Police say Mr Faulkner was stopped near the border with Afghanistan's Nuristan province, a known Taliban stronghold.
They say he told investigators after his arrest late on Sunday that he was on a solo mission to kill Osama Bin Laden who is thought to be hiding in the mountainous Afghan-Pakistan border area.
The al-Qaeda leader is the world's most-wanted man, with the US offering a reward of up to $25m (£17m) for information leading to his capture.
'God is with me'
Police say Mr Faulkner, who is from California, arrived as a tourist in Chitral on 2 June and was assigned a security escort before vanishing on Monday evening.
A search was then launched and he was found in a forest a few miles from the Afghan border.
"We have interrogated him and he has told us that he was on his way to Afghanistan to capture and kill Bin Laden," Mumtaz Ahmed, a senior police official in Chitral told the BBC.
"We arrested him in the Bamburat valley close to the border with Nuristan province of Afghanistan."
Police say that their suspicions grew when officers seized the pistol, the sword and night-vision equipment.
Mr Faulkner is now being questioned by intelligence officials in Peshawar, the main city in north-western Pakistan.
He has told police he visited Pakistan seven times, and this was his third trip to Chitral.
Police say that Mr Faulkner was also carrying a book containing Christian verses and teachings.
Asked if he felt he had a chance of tracing Bin Laden, he told police, "God is with me, and I am confident I will be successful in killing him," the Associated Press reports.
The US embassy in Pakistan confirmed that a US citizen had been arrested and said it was seeking access to him.

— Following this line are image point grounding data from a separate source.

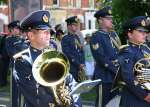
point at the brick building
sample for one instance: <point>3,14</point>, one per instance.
<point>59,9</point>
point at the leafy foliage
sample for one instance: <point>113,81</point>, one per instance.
<point>127,9</point>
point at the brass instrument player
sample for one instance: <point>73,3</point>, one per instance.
<point>37,27</point>
<point>133,59</point>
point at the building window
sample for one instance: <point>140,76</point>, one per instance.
<point>78,3</point>
<point>56,2</point>
<point>91,4</point>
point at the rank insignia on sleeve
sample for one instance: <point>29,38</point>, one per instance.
<point>95,46</point>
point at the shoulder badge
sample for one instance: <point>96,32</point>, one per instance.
<point>123,46</point>
<point>95,46</point>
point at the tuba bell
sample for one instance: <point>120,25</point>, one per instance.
<point>142,72</point>
<point>50,69</point>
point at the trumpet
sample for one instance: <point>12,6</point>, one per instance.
<point>50,69</point>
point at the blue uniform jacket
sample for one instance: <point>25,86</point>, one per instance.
<point>35,95</point>
<point>132,94</point>
<point>105,54</point>
<point>71,48</point>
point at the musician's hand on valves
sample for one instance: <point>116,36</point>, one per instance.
<point>147,98</point>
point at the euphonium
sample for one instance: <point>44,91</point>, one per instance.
<point>50,69</point>
<point>142,72</point>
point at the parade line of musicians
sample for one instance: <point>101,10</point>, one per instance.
<point>97,56</point>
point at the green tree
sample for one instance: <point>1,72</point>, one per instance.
<point>127,9</point>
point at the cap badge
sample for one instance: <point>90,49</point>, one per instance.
<point>143,23</point>
<point>109,11</point>
<point>45,18</point>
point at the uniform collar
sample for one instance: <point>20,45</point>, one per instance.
<point>135,44</point>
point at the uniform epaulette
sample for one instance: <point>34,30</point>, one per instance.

Correspondents say that the Chitral area is widely seen as having escaped much of the violence that has blighted the rest of north-west Pakistan.
In April a Greek man who worked in one of the few museums in the area was released by the Taliban after being held by them for eight months.
Bin Laden has evaded a huge US effort to capture him since the attacks on the US of 11 September 2001 for which his al-Qaeda network is blamed.
Chitral - because of its close proximity to Nuristan - is considered to be one of his possible hiding places.